Der Postplatz ist einer der wichtigsten Plätze der Dresdner Innenstadt und entscheidender Verkehrsknotenpunkt für den öffentlichen Personennahverkehr. Die Planungsgeschichte für den Postplatz nach 1990 reicht bis dato vom städtebaulichen Ideenwettbewerb 1991, über die Realisierung der Zentralhaltestelle der Dresdner Verkehrsbetriebe mit dem sogenannten Wilsdruffer Tor, den umliegenden Verkehrsflächen sowie Teilen der Freianlagen bis hin zur Errichtung des Büro- und Geschäftshauses „Wilsdruffer Kubus" und dem in Aussicht genommenen Bau des „Zwinger Forums" durch die TLG Immobilien GmbH.

Städtebaulicher Ideenwettbewerb 1991

Im Jahre 1991 führte die Stadt Dresden einen städtebaulichen Ideenwettbewerb mit internationaler Beteiligung zur Bebauung des Postplatzes und der Wallstraße durch, der die Grundlagen für die Entwicklungen der nächsten Jahre schaffen sollte. Es wurden 33 Arbeiten eingereicht. Als Sieger ging das Architekturbüro Prof. Joachim Schürmann und Partner, Köln aus dem Wettbewerb hervor.  

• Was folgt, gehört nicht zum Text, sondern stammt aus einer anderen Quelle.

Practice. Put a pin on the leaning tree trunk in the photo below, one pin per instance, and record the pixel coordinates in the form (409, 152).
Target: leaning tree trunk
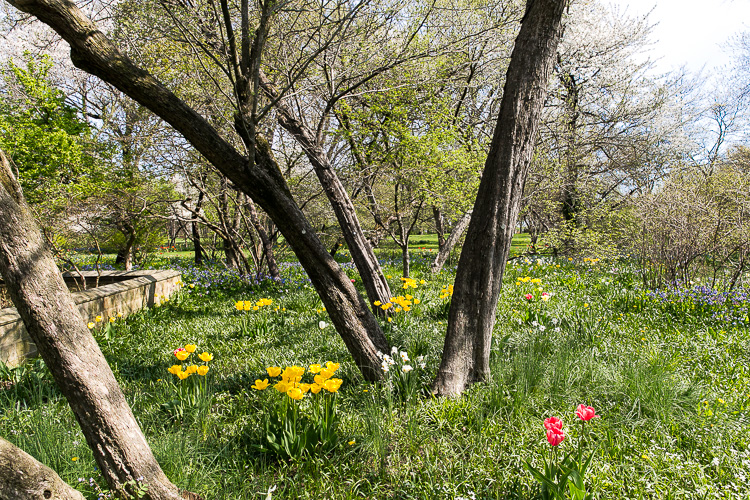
(482, 264)
(72, 355)
(447, 247)
(91, 51)
(22, 477)
(363, 255)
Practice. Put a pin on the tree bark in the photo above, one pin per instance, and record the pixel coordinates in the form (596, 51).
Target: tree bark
(362, 253)
(447, 247)
(22, 477)
(72, 355)
(480, 269)
(262, 180)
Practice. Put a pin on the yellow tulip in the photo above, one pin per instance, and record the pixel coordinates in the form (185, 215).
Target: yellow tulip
(295, 393)
(283, 386)
(332, 366)
(260, 384)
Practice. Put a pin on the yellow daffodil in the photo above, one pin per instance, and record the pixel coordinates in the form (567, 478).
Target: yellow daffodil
(260, 384)
(332, 385)
(295, 393)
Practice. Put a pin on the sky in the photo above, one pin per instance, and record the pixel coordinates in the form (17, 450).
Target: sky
(690, 32)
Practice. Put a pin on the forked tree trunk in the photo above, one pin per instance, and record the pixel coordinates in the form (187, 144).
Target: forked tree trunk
(263, 182)
(480, 269)
(72, 355)
(447, 247)
(363, 255)
(22, 477)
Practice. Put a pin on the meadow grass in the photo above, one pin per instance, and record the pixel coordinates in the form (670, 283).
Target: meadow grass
(667, 373)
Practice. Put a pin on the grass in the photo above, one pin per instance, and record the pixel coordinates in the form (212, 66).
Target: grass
(670, 378)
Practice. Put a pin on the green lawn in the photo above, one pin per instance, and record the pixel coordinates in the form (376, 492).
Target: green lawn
(669, 377)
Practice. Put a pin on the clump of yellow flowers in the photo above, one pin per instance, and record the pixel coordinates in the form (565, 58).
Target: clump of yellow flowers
(184, 371)
(249, 305)
(291, 380)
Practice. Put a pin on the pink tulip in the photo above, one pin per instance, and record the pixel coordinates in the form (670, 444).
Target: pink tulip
(553, 423)
(555, 436)
(586, 413)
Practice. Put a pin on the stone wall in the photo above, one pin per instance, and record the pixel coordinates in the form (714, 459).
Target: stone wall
(127, 292)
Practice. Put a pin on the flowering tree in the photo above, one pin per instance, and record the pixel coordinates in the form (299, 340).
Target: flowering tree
(482, 264)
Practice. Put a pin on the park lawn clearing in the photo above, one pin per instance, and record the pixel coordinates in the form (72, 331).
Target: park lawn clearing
(666, 372)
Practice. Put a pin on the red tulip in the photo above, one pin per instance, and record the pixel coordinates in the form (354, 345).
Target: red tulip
(586, 413)
(555, 436)
(553, 423)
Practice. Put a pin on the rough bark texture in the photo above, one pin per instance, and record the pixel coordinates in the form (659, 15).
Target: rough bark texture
(263, 182)
(482, 263)
(22, 477)
(72, 355)
(447, 247)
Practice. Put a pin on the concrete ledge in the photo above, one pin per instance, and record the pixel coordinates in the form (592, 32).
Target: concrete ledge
(126, 292)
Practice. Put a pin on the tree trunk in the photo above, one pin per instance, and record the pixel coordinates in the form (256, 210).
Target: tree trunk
(364, 258)
(447, 247)
(197, 246)
(480, 269)
(72, 355)
(273, 268)
(22, 477)
(437, 214)
(91, 51)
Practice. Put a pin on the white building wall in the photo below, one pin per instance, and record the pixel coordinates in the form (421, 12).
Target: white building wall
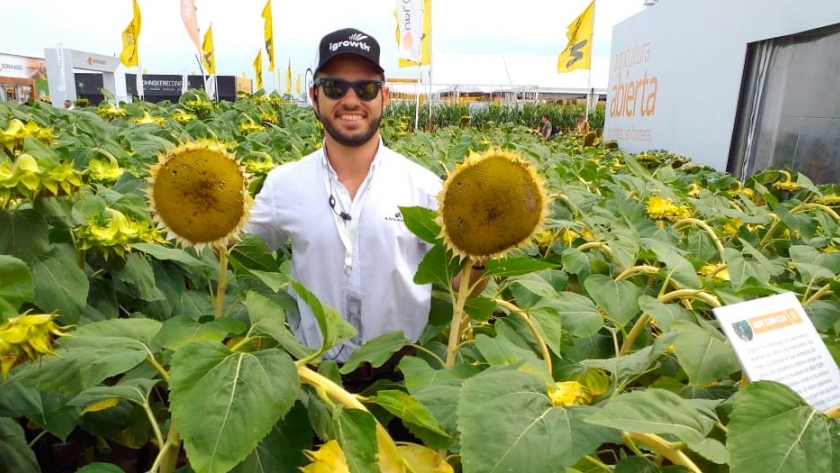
(695, 51)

Bild: Wettbewerb Postplatz, 1. Preis: Prof. Joachim Schürmann und Partner, Köln

Wettbewerb Postplatz, 1. Preis: Prof. Joachim Schürmann und Partner, Köln

Tragende Idee des Entwurfs ist das Aufgreifen und die Fortsetzung der in Europa einzigartigen Raumfolge aus nicht orthogonal gefassten Plätzen, die vom Albertplatz über den Neustädter Markt, die Augustusbrücke, den Theaterplatz, den Schlossplatz und den Zwinger reicht.

Am Postplatz soll diese »Perlenkette« phantastischer Stadtansichten ihre Fortsetzung finden. Er wird deshalb mittels vor- und zurückgesetzter Gebäude in mehrere kleinere Teilräume gegliedert: den Postplatz, den »Platz am Schauspielhaus« und den »Wilsdruffer Torplatz«. Elementar ist außerdem die Adaption der historischen Wallanlage mittels eines Promenadenrings, der die Altstadt umschließt und in diesem Bereich vom Dr.-Külz-Ring über die Marienstraße, den Postplatz bis zur Ostra-Allee und den Zwingeranlagen verläuft.

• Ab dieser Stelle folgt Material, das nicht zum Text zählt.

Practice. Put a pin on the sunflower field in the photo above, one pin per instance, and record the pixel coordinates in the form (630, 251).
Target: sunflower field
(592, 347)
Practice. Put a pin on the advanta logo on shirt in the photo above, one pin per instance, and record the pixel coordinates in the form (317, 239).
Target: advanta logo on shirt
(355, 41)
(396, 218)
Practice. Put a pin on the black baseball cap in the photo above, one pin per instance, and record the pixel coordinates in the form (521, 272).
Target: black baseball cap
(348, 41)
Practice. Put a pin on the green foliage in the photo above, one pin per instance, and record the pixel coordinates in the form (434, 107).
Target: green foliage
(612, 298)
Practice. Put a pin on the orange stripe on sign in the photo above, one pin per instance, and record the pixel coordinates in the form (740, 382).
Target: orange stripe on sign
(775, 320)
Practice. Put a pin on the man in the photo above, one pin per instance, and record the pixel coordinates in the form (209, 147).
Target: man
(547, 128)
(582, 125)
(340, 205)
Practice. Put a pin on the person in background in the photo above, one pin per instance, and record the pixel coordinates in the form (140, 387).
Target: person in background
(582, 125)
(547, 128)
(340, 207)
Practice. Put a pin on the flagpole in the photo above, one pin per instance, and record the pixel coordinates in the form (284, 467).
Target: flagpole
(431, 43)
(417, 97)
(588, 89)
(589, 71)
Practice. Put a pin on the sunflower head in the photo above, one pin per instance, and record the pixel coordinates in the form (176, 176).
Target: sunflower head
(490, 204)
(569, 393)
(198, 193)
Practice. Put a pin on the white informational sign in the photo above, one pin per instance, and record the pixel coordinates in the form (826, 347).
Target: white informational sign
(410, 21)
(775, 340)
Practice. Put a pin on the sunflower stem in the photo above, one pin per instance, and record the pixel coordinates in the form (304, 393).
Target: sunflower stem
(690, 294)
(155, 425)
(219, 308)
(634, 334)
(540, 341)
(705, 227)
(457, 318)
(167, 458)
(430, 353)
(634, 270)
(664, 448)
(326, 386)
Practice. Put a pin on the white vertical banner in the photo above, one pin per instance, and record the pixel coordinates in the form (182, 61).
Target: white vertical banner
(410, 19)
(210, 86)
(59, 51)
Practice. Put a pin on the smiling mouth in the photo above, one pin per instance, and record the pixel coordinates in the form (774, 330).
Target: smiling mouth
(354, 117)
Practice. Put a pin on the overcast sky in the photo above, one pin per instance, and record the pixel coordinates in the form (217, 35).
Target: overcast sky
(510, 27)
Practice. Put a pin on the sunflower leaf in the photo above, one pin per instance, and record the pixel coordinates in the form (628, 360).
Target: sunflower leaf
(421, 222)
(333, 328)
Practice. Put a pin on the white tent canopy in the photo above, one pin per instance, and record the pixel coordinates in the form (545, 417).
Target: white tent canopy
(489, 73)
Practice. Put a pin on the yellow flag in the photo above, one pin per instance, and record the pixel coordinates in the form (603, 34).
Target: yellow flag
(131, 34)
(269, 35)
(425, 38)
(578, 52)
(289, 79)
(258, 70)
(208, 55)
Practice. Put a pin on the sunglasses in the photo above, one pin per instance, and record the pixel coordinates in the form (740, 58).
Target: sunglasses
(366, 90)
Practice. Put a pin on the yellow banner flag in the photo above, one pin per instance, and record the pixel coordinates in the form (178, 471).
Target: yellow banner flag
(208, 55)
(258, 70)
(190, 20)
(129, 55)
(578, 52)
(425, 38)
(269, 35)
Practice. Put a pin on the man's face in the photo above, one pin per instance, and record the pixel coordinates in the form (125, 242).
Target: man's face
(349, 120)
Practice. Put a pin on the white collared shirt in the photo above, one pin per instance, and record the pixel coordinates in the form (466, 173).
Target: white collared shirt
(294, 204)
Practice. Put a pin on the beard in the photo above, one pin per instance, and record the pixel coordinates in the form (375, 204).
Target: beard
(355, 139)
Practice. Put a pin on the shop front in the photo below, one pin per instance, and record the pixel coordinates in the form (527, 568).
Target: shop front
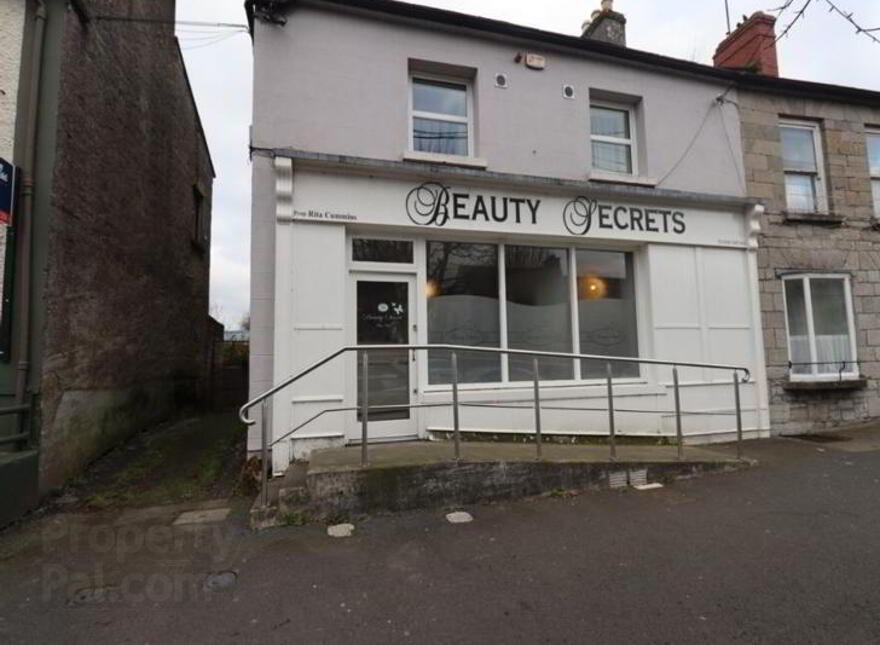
(364, 258)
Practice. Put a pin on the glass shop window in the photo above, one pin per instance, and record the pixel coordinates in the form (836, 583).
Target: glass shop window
(538, 310)
(393, 251)
(606, 311)
(463, 309)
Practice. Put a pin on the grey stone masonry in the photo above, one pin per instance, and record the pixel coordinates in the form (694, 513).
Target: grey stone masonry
(843, 238)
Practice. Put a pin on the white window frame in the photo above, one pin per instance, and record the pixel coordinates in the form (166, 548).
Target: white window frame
(467, 120)
(874, 173)
(819, 176)
(632, 142)
(814, 375)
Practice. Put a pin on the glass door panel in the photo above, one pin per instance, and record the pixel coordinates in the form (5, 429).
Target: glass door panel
(383, 319)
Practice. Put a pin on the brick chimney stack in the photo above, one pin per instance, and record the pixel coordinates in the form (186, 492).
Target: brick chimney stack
(606, 25)
(751, 47)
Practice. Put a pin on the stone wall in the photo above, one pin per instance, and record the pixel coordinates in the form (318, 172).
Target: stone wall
(126, 339)
(845, 241)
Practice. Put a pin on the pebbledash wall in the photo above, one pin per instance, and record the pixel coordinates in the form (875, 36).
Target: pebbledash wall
(841, 239)
(333, 163)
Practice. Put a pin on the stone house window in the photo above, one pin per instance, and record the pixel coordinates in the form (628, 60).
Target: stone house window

Bebauungsplan/Weitergehende Planungen

Das Konzept aus dem Wettbewerb wurde in den folgenden Jahren im Rahmen eines Bebauungsplanes und als eigenständige Freianlagenplanung weiterentwickelt. Der Entwurf des Bebauungsplanes Nr. 54, Postplatz/Wallstraße konnte im Jahr 1995 der Öffentlichkeit vorgestellt werden, rechtskräftig ist der Plan seit dem Jahr 2000.

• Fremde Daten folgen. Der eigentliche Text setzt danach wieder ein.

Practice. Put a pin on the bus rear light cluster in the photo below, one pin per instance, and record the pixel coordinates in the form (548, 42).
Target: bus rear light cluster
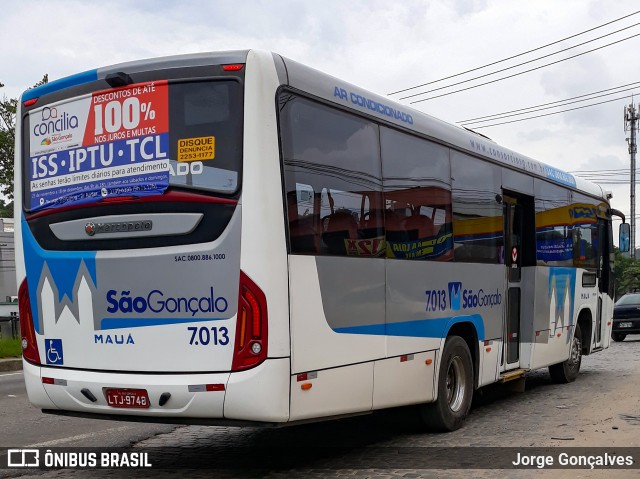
(27, 330)
(251, 329)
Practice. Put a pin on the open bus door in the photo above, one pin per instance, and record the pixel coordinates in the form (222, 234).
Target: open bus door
(519, 249)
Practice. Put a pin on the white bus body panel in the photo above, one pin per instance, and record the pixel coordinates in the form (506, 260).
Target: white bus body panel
(334, 392)
(264, 253)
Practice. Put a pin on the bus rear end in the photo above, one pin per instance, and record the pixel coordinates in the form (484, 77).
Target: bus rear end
(136, 298)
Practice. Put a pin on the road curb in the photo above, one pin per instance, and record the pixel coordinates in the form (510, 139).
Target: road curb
(11, 364)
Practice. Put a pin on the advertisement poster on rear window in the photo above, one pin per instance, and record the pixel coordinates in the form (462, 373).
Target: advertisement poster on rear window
(109, 144)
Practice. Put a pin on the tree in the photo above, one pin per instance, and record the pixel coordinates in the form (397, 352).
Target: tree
(7, 148)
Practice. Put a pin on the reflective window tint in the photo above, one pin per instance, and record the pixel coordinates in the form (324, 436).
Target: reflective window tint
(584, 212)
(206, 112)
(477, 211)
(335, 155)
(417, 191)
(554, 241)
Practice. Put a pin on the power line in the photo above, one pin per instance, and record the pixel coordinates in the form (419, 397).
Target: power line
(549, 114)
(526, 71)
(520, 64)
(559, 103)
(516, 56)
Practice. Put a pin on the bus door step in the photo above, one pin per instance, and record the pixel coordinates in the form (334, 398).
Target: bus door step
(512, 375)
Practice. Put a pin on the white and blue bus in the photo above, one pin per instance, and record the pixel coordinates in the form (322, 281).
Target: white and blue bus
(234, 238)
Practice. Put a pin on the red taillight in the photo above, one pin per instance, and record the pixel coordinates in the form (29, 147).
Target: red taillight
(27, 329)
(251, 330)
(232, 67)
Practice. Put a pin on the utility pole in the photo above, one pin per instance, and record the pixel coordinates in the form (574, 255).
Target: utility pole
(631, 123)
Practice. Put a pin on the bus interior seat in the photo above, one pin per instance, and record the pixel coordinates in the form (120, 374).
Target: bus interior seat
(340, 225)
(372, 226)
(419, 227)
(394, 229)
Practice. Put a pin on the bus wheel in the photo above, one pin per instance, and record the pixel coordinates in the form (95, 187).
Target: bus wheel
(455, 388)
(618, 337)
(567, 371)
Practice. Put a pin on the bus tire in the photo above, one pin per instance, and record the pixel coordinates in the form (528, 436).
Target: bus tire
(567, 371)
(455, 388)
(618, 337)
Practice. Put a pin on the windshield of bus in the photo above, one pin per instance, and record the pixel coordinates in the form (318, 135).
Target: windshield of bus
(134, 141)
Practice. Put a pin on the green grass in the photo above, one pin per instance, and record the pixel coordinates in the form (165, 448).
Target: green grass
(10, 348)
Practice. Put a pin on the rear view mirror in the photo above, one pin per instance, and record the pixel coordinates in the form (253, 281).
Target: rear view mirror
(623, 239)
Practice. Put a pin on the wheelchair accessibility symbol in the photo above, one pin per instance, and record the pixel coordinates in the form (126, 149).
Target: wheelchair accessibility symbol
(54, 351)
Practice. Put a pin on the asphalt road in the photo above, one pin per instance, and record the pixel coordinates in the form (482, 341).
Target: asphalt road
(601, 409)
(22, 425)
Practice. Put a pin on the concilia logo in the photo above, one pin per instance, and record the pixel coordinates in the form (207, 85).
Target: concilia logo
(53, 123)
(157, 302)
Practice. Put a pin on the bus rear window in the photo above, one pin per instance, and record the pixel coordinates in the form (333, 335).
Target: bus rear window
(137, 140)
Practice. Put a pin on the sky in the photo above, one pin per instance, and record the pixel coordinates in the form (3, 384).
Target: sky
(379, 45)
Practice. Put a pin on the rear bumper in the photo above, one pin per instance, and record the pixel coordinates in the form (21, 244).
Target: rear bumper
(260, 394)
(633, 329)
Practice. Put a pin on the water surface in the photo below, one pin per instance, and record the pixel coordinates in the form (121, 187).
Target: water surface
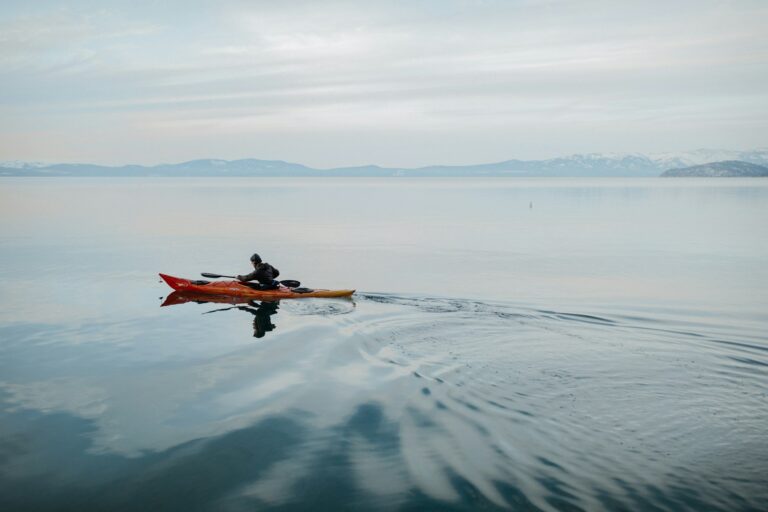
(514, 344)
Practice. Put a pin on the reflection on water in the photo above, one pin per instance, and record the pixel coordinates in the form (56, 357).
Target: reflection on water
(538, 365)
(262, 315)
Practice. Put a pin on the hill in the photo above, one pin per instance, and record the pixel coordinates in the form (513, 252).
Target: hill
(726, 169)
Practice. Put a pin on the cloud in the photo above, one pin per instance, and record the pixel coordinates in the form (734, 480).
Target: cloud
(431, 65)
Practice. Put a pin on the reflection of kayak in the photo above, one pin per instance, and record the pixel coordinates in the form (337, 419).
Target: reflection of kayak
(176, 297)
(238, 289)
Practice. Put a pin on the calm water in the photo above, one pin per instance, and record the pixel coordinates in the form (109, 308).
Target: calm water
(513, 345)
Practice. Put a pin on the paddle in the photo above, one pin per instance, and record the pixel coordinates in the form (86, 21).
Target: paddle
(290, 283)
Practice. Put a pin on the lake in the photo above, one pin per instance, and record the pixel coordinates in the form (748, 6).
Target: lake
(514, 344)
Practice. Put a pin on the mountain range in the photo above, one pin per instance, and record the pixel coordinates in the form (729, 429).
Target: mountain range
(578, 165)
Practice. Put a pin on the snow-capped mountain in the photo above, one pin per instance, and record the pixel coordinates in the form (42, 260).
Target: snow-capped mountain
(578, 165)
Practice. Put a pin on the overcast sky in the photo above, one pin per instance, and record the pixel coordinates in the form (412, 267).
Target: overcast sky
(330, 83)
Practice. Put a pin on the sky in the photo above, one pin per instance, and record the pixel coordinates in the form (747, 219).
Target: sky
(396, 83)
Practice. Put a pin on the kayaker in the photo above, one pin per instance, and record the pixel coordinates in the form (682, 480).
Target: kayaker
(263, 273)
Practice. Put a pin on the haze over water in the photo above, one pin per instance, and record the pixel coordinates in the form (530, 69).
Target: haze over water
(516, 344)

Bild: Postplatz, Stadtmodell

Postplatz, Stadtmodell

Parallel dazu wurde an Planungen für die Freianlagen, das heißt der Anlage eines grünen Promenadenringes um die Altstadt, der Herausbildung der Platzfläche und an Elementen, die an den Verlauf der Stadtmauer erinnern, gearbeitet. Die Platzfläche vor dem Staatsschauspielhaus ist bereits als steinernes „Gelenk" zwischen den Grünräumen der Zwingeranlage und des zukünftigen Promenadenrings angelegt. Sie entfaltet aber aufgrund der noch fehlenden Platzränder und des nur fragmentarisch angelegten Promenadenrings noch nicht ihre gewünschte Wirkung und Funktion als Entree für das Staatsschauspiel und weitere repräsentative Gebäude.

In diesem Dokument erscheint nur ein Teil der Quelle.